La masacre fue perpetrada por varios delincuentes cargados con fusiles y armas cortas, que llegaron hasta el negocio denominado “Suajes Cadengo” ubicado sobre la calle Tancítaro, entre la Zeus y 3 Reyes, muy conocido entre trabajadores y fabricantes de artículos de piel y calzado en la zona.
Los pistoleros abrieron fuego contra las 5 personas que aún se encontraban laborando en el lugar, ingresando hasta el interior del local cuya cortina metálica permanecía abierta.

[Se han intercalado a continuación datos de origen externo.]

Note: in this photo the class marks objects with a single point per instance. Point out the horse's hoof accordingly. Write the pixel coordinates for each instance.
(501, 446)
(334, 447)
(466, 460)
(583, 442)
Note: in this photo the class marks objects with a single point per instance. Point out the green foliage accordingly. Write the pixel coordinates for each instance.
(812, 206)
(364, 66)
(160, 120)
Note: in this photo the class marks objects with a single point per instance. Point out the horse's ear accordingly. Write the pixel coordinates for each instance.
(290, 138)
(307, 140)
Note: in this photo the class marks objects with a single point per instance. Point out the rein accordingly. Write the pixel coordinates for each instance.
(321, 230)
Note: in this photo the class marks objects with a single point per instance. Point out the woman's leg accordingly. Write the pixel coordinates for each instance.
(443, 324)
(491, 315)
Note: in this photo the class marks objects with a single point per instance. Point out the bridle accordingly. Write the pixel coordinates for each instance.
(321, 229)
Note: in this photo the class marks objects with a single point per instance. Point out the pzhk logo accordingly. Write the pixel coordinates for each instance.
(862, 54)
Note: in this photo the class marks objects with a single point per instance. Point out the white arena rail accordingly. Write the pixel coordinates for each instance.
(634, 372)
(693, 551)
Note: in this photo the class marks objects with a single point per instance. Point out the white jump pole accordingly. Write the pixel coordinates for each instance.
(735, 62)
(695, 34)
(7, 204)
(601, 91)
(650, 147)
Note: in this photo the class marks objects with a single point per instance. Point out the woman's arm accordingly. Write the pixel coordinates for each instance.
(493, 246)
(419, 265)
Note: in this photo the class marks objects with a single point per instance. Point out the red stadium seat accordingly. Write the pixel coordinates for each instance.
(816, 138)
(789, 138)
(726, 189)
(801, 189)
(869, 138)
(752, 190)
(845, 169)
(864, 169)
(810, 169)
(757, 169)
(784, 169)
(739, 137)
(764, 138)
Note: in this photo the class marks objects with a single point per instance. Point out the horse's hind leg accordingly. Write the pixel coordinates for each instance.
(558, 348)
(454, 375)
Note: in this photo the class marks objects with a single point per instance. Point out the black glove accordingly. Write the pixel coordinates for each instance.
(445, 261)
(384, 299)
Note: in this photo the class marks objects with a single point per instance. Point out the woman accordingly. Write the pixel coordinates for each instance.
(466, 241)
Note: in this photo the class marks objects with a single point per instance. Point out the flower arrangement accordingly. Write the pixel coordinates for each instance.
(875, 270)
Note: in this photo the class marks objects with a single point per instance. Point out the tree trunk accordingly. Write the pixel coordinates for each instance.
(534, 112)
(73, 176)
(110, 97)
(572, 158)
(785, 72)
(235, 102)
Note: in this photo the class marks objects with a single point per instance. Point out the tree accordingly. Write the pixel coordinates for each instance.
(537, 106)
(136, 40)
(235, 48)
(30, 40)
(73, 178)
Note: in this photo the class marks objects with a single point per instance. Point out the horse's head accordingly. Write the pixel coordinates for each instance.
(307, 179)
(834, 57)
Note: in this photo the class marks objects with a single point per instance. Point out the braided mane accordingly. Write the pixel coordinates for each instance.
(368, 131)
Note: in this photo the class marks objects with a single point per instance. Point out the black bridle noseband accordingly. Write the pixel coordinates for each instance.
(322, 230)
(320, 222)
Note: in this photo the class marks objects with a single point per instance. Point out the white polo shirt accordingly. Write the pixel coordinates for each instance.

Tras cometer el ataque, los hombres huyeron a toda prisa en un vehículo automotor del que nadie pudo precisar las características.
Las detonaciones de las armas automáticas que utilizaron los hampones, se escucharon hasta el bulevar Hidalgo, según comentarios de personas anónimas residentes en aquella zona de la ciudad.
La cuadra entera de la Tancítaro se sacudió con estos hechos, cuando al paso de los minutos comenzó a saberse, y los familiares a enterarse, de la magnitud de lo ocurrido.
Luego de reporte de la balacera llegaron la Policía municipal y las asistencias médicas, las que determinaron que tres hombres de entre 25 a 40 años, al momento no identificados ya habían fallecido y dos más aún tenían signos vitales por ello les trasladaron a recibir atención médica. De forma extraoficial se dijo los otros dos, fallecieron en el hospital, aunque esto no fue confirmado por ninguna autoridad.
Al lugar del triple asesinato, poco después de las 22:20 horas llegó el Secretario de Seguridad Pública Mario Bravo Arrona, quien se negó a dar declaraciones a la prensa, manteniéndose al tanto en el sitio con sus comandantes.